Multiple military operations have curbed insurgency, boosting investor confidence
Pakistan opens up to investor interest
In the northern snow-capped peaks of Pakistan, Zia Chishti disembarked off a helicopter and skied downhill on a mission to convince investors, clients and company executives that the nation once called by The Economist “the world’s most dangerous place” is now safe for business.
Mr Chishti, who grew up in Lahore, gathered a group from more than a dozen countries including Alessandro Benetton, a heir to the billionaire family that owns the iconic namesake Italian clothing company, and Huawei Technologies rotating chief executive Guo Ping earlier this year to Pakistan, the back-end base for some of his businesses. Last month, his artificial intelligence company signed a deal with Huawei, which will help its push into Eastern markets including China, Japan and Australia.
For Mr Chishti, ensuring his clients understand that Pakistan, which has struggled against internal militant groups, has changed since The Economist report a decade ago is critical because many of his employees who provide customer solutions, sales support and marketing to clients including Sprint and Caesars Entertainment are based in the South Asian nation. Mr Chishti has added more people in Pakistan, a move that will also help him keep costs under control as his AI unit prepares for an initial public offering in the US.
“Pakistan by any reasonable and adaptive measure is an extremely safe place to do business,” says Mr Chishti, whose office oversees the White House. “All in all it’s a very favourable place to do business and the world perception just has to catch up.”
Despite a widespread negative perception over the country’s security record, multiple military operations have curbed domestic insurgents after a Pakistani Taliban massacre at a school three years ago shocked the nation. Last year, civilian deaths from terrorism dropped to the lowest in more than a decade.
The army’s drive has boosted the confidence of companies, including TRG, and foreign investment is up 155 per cent to US$457 million in the first two months of the business year that started in July. Mr Chishti’s company has moved into a larger building this year that will fit 3,000 staff in the previously tumultuous port city of Karachi, which has been secured by paramilitary forces against gangsters, militants and political militias since 2013.
Pakistan’s global competitiveness ranking has improved in the past two years, moving above the bottom 20 countries, according to a World Economic Forum report released last week. Crime and theft had the biggest drop in problematic factors for doing business this year along with poor work ethic of labour force.
Mr Chishti's latest focus is artificial intelligence company Afiniti that enhances call flows at contact centres.

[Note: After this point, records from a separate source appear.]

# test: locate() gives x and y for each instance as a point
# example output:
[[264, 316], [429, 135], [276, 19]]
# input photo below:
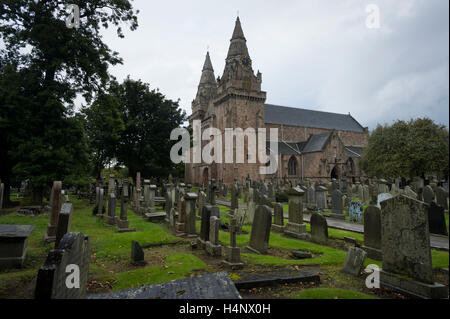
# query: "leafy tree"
[[407, 149], [103, 125], [148, 118], [49, 65]]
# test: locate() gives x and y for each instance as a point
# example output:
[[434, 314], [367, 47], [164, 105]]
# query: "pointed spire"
[[238, 44], [207, 72], [207, 66]]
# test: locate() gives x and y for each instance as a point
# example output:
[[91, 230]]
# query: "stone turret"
[[207, 89]]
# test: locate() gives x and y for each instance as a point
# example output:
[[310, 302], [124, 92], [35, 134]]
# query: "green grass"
[[330, 293], [176, 266]]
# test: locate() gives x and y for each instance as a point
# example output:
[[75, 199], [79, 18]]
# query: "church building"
[[312, 145]]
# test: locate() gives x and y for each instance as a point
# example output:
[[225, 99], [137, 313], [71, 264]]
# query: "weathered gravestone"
[[50, 235], [70, 258], [233, 253], [428, 194], [436, 219], [295, 226], [336, 205], [137, 254], [382, 197], [259, 238], [212, 246], [110, 219], [190, 198], [64, 222], [372, 232], [441, 197], [278, 224], [406, 249], [354, 261], [319, 229], [13, 245], [355, 212], [208, 212]]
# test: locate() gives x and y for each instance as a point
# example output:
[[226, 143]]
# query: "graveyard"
[[287, 251]]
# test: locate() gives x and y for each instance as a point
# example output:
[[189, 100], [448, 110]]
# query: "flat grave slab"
[[210, 286]]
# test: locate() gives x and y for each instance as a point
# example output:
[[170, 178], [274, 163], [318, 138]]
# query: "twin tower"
[[231, 101]]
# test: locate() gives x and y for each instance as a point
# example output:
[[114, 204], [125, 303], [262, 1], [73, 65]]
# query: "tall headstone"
[[212, 246], [295, 226], [190, 214], [55, 208], [64, 222], [278, 224], [428, 194], [319, 229], [372, 232], [208, 211], [355, 212], [232, 253], [336, 205], [441, 197], [259, 237], [73, 249], [406, 248]]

It uses data and artificial intelligence to predict the behaviour of individuals and agents before pairing them, rather than connecting callers to the first available agent.
Clients include Vodafone, Sky and T-Mobile US for the company that employs three quarter of its 1,000 staff in Pakistan. TRG holds about half of the company ownership.
The company is planning to list on the Nasdaq Composite Index with a valuation above $2 billion next year, according to person familiar with matter, giving it potential to have one of the largest enterprise software IPOs in recent years.
The level of curiosity and interest in AI is similar to “when the Internet was first booming in the 1990s when established companies would just add .com to their name and their valuations would go up by a factor of three,” says Mr Chishti. “Then there is people like us who see artificial intelligence as much more mundane, around optimising enterprise profitability - that part of the business is going to flourish commercially in the next two to five years.”
The group already has a listed unit in Pakistan, which is part of the nation’s top 30 stock index and the only representative from the technology sector, but it is not widely followed by analysts.
There is not much clarity on the business model and earnings are volatile, says Hamad Aslam, the director of research at Elixir Securities Pakistan. There is a lack of understanding of the sector and industry in Pakistan, while the listed company seems to have a “bad track record, loss making operations” says Ehtesham Khan, the head of capital markets at the Karachi-based Pak Brunei Investment.
The profit and loss “is irrelevant that is not well understood”, says Mr Chishti. “The company has no operating business and the only way to look at is the value of the underlying asset. They only have one asset which is TRG Holdings,” which the Pakistani unit owns half of, he says. “We are very focused.”